Raisa, meanwhile, helps with the artificial bit. It’s not every night, and it’s not like it’s predictable, and it’s definitely difficult to do the precise shopping involved, but she’ll get natural ingredients and cook those sometimes. (Later, Thea will wonder if the problem is that Ollie got used to food that he could gather or hunt himself. That when there’s something artificial, his taste buds warn him that it doesn’t belong, that maybe it’s poison, but it doesn’t even occur to her then.)
When he doesn’t want to eat, she forces him to share stuff with her or let her get in trouble. “Mom said I should diet, but I saw this cake, and I need to dispose of the evidence.” Later on, she adds food ‘from secret admirers’, even if it makes her feel a little guilty, and she knows he only eats a little to make sure it’s not poisoned but it's better than nothing.
She does tell him that she’s going to force-feed him the vitamins if he doesn’t eat them, though, because really, he’s going to be healthy if she has anything to say about it. He whines, but really, it’s for his own good, and he tries her once and finds she isn’t the pushover he left.
As for feeling sick, well. There’s not a lot she can do about that one. She’s certainly not going to force-feed him an entire meal. The more he eats, and the more regularly he eats it, the less it happens, so she resolves not to worry about it.
Felicity distracts him with work. Not bow-and-arrow work, actual work. It turns out that Ollie Queen is not so stupid as he or his many professors would believe. He’s really smart (not, like, Stephen Hawkings intelligent, but still, smart all the same) assuming he’s motivated and not being oblivious or stubborn. He actually enjoys some of the statistics and math stuff and even some of the business stuff, when he’s not being ADHD (he’d never been tested and probably never will, given the fact that they practically have to tie him down if they want him to visit a doctor never mind psychologist without running away—then again, he probably knows how to slip the knots).
She also finds a bunch of literature about fictional archers which amuses him and stuff about less fictional Assassins, which is somewhat less amusing but still allows him to use his brain, and then, after he gets kidnapped, stuff they put out about the Medici and the Crusades and Leonardo da Vinci and draws him into extended conversations about the truth and fiction.
It might be less for Ollie than for the Arrow, but Digg serves as a sparring partner, which does relax Ollie, and he serves as a comrade-in-arms, which is reassuring to an Assassin. He’s also the easiest for Ollie to talk with, Thea suspects, because he talks and thinks in the same way, fairly quiet and laid-back, but not willing to let things go, either.

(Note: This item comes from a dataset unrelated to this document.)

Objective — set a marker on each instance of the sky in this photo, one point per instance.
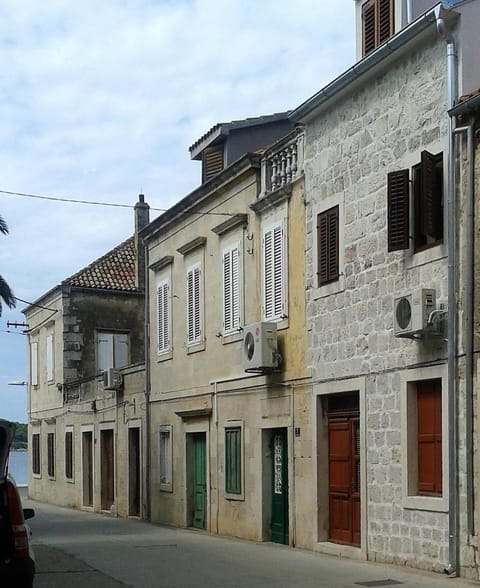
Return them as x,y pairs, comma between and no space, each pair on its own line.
99,101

And there’s Tommy. There’s obvious things—Tommy’s re-teaching (or is it teaching?) Ollie how to date. (Of course, Tommy doesn’t fully know how to do it himself, she realizes, having only ever tried for Laurel before, but he’s a gentleman. According to Ollie’s brief words on the subject, in every sense of the word. He makes her brother feel like the man behind the mask is worth something, too.) He distracts Oliver Queen with gentle, devastating touches and does things that occasionally creep into her head even if she’s only torturing herself with things that will never be and her brother having sex. He gives Oliver normalcy, which Oliver both appreciates and is completely weirded out by.
And together, they expose Ollie to pop culture, Thea and Tommy. They don’t force him to sit down and watch it, most of the time, but when he’s around they’ll set up with a laptop or play games and most of the time he’ll be silent. On occasion, he’ll actually say something, or stop what he’s doing and come to watch, and that’s a definite victory. But sometimes he’ll just smile, small and secret, and that’s a victory, too.
“Yeah, seriously Ollie, you’re paranoid.” Thea pats him on the back and doesn’t care at all that agreeing with Digg on this is just going to prove his point, because honestly, that’s half the fun.